Terrorisme au Mali : la charia, « une ligne rouge » dans les négociations avec les jihadistes
Faut-il adopter la loi islamique, ou charia, au Mali ? C’est la délicate question qui fait débat dans ce pays, dans la perspective des négociations envisagées entre le gouvernement et certains groupes jihadistes.
La charia, autrement dit la loi islamique, un mot qui donne la chair de poule à certains Maliens. Ils n’ont pas oublié les images d’horreur liées à l’arrivée des groupes islamistes inféodés à Al-Qaïda, qui ont occupé le nord de leur pays. C’était au début de l’année 2012. Les lapidations, les amputations, les flagellations étaient devenues courantes, « dans une tentative évidente de forcer la population à adopter leur vision du monde », avait dénoncé Human Rights Watch.
Ils n’ont jamais déposé les armes
Chassés du nord du Mali, les jihadistes se sont éparpillés, mais n’ont jamais déposé les armes. Ils contrôlent encore des zones entières, où ils tentent encore d’imposer la charia. En 2017, la presse malienne avait rapporté la mésaventure d’un couple qui avait été lapidé dans la région de Kidal, dans l’extrême nord-est. Accusés de vivre en concubinage en violation de la loi musulmane, l’homme et la femme avaient été arrêtés et lapidés par les islamistes.
C’est dire la méfiance et la crainte qu’ils suscitent auprès de certains Maliens, au moment où la question des négociations avec des groupes islamistes a été inscrite à l’ordre du jour. Les jihadistes comptent saisir l’occasion pour mettre sur la table le dossier de la charia qu’ils veulent voir adoptée au Mali.
« Je ne suis pas sûr que leur agenda soit compatible avec le Mali tel que nous le connaissons, le Mali de l’histoire des civilisations, le Mali ouvert et une société malienne qui est tolérante et modérée », redoute l’ancien Premier ministre malien Moussa Mara, sur l’antenne de RFI.

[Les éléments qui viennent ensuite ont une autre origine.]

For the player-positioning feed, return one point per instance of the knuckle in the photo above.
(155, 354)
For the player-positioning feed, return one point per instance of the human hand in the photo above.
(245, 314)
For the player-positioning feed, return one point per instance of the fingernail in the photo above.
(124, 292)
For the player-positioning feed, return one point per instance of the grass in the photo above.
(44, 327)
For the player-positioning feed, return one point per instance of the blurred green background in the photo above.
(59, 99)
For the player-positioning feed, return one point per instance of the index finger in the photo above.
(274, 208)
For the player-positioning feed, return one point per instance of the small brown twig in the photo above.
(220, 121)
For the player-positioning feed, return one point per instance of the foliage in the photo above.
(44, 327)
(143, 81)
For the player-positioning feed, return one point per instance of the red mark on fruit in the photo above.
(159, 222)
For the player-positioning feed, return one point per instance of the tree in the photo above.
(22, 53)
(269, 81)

« La charia, nous ne marcherons pas »
De nombreux Maliens sont réservés sur la question de la charia. Certains n’hésitent pas à trancher avant même que ne débutent les négociations. Ils tracent d’ores et déjà une ligne rouge à ne pas dépasser.
On va vers le dialogue pour exploiter toutes les possibilités qui existent. Mais il y aura des lignes rouges. La charia, nous ne marcherons pasDevant la commission défense du Sénat à Paris
Les adversaires de la charia tiennent à la laïcité de l’Etat malien. Pour eux, le véritable enjeu est d’éviter d’adopter « des pratiques barbares et rétrogrades » dignes de l’ère médiévale. Il n’est donc question d’y toucher sous aucun prétexte. Mais tel n’est pas l’avis de tous.
« Certains citoyens sont très imprégnés de la religion islamique. On ne devrait pas les empêcher de recourir à la justice traditionnelle instaurée par la charia pour résoudre leurs problèmes, s’ils le désirent », plaide Me Ibrahima Ndiaye, notaire et membre du haut Conseil islamique du Mali.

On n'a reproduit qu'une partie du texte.